Hiking with friends in the East Kootenays of British Columbia, I came face to face with an inquisitive hummingbird who thought my red T-shirt was a big, juicy flower. She suddenly zipped out of nowhere and hovered directly in front of me, for a moment of wonder that took my breath away; a visitation from realms unseen.
Moments of wonder are the rest notes in the musical score of our lives. That quick intake of breath, void of word, thought, analysis or speculation, invites sacred attention and deep listening. Such moments are critical to the balance of light and dark scores in human experience. Without receptivity, however, these restorative pauses get missed; the dynamic balance between activity and rest is lost in a blur of static busyness.
Flight of the Hummingbird: a parable for the environment, tells the story of Dukdukdiya, the courageous little hummingbird who picked up beads of water to drop on a forest fire – because that was what she could do. The moral is that everyone can do something and many people together can make a difference.
When you think about it though, a tiny bird who weighs as much as a post-it note, carrying beads of water to a forest fire, is no small feat.
Anna’s hummingbirds are year-round co-habitants where I live. The males have bright iridescent head feathers that flash like strobe lights from the tops of trees that we planted 30 years ago.

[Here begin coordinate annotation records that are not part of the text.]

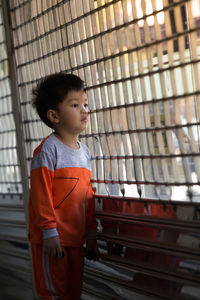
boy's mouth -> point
(84, 119)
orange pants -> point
(58, 278)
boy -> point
(61, 204)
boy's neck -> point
(68, 139)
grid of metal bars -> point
(10, 178)
(141, 61)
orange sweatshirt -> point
(61, 201)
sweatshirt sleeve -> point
(91, 223)
(42, 173)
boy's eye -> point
(75, 105)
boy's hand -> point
(92, 251)
(52, 247)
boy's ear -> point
(52, 115)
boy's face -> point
(72, 113)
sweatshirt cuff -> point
(49, 233)
(91, 234)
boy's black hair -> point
(52, 90)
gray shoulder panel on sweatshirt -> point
(56, 155)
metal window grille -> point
(140, 60)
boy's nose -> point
(85, 109)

They can be fiercely protective of particular feeders, so I put up several to make sure that males and females all have access to one! From the stone front on our house, they gather spider web for their nests, feed on small insects, and occasionally rest in the shade. They drink at pools of water in our garden and are the first pollinators of Spring flowers. We have a reciprocal relationship.

The attuned will see clearly there is a cloud floating on this page.

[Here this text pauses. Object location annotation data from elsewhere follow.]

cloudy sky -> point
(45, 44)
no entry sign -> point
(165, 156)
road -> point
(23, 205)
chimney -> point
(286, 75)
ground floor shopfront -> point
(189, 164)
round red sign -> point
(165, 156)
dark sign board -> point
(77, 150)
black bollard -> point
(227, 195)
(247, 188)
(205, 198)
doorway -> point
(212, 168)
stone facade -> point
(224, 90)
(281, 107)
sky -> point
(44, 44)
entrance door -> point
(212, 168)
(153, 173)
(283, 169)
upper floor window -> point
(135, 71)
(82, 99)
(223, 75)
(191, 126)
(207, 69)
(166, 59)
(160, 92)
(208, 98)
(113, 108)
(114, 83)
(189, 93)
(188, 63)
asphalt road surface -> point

Without the cloud, there will be no rain,
Without the rain, there will be no trees,
Without the trees, the hummingbirds have no safe place to hide, rest and nest,
Without the hummingbirds, some flowers that need their long bill and tongue will not be fertilized,
Without the flowers, the Earth is less alive.
Therefore:
There is a cloud in the hummingbird.
So it is clear that in this single image there is interbeing of cloud, rain, sunshine, trees, humans, hummingbirds, ..and vibrant aliveness of the Earth. All are reciprocal. enriching, heartening.
I didn’t know any of this at the time of my visitation with the hummingbird in high alpine 40+ years ago. But somewhere inside me that knowing was waiting to be fertilized by that moment of wonder; that rest note in the score of my inner being, as yet unexamined in my search for meaning.
The covid pandemic ushers in a new phase of human search for meaning – questions about what is “normal”, or “real”, and where does true value really lay. It’s what happens in an existential crisis and we humans are unique, as far as we know, in our capacity to reflect on the conditions of our own lives. It’s a capacity not to be wasted on egoic shows of wealth that most of us have fallen prey to in one form or another. We can learn where true value lay – in relationship to ourselves, one another and to the sentience of all life around us.
Being in relationship requires receptivity to moments of wonder – and the courage to tell about it. I suspect it also requires a worldview which holds that all life, whether it crawls, flies, slithers or walks, has inner consciousness relative to its nature. The pivot point toward shifting paradigms, as we search for meaning, is movement away from a hierarchy of human-derived economic value to awareness of intrinsic value within and between all life.
* With eternal gratitude to Master Thich Nhat Hanh for his story of Interbeing – Clouds in Each Paper. https://www.dailygood.org/pdf/ij.php?tid=222
Before anything different can happen, before people can sense, hear, relate, and imagine differently, there must be a clearing. a decluttering, an initiation into the unknowable; and a letting go of the desires for certainty, authority, hierarchy, and of insatiable consumption as a mode of relating to everything.